No, it’s not my wife. She actually doesn’t seem much bothered by me aging as she is very much more concerned about looking youthful herself.

No, it’s not my kids. In fact, they would prefer for me to act and look older as they enter their early adulthood. They get annoyed if I fit into their clothes or am mistaken as an older brother. Not cool.

No, it’s not me. I’ve seen a lot worse cases of mid-life crisis than myself.

It’s my mother. She notices my every new wrinkle, my receding hairline and each new limp. She tells me that each new gray hair on me exaggerates her own gray hairs, and each new winkle exaggerates her own winkles. After all, I’m her son. How can I get old? It’s a reflection on her. Of course, she says all this with a sharp sense of humor, but the tinge of truth is unmistakable.

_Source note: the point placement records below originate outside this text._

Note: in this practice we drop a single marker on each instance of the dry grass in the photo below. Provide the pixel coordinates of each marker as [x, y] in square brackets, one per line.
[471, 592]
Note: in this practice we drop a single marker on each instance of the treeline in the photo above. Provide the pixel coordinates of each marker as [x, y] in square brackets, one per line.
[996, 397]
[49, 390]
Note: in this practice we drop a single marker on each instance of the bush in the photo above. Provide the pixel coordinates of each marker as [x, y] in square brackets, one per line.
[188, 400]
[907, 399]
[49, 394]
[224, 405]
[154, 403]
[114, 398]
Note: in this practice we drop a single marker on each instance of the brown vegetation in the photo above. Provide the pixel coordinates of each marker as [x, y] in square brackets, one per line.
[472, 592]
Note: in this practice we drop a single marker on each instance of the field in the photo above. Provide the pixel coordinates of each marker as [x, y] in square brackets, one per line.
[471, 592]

Then, she tells the story of how a few generations ago in Korea, when an elderly grandmother lived too long beyond the means of the family, her son was obligated to carry his mother piggyback deep into the forest to drop her off to die so the family could survive. Along the way from his back, she, knowing full well her pending fate, would break small branches on the trails so that her son wouldn’t get lost on his way back home. “That grandmother wouldn’t be much older than YOUR age now,” she concludes, breaking into a playful laugh. “See, how old does that make ME feel?” she asks accusingly.

Mothers! They can make you feel guilty about anything.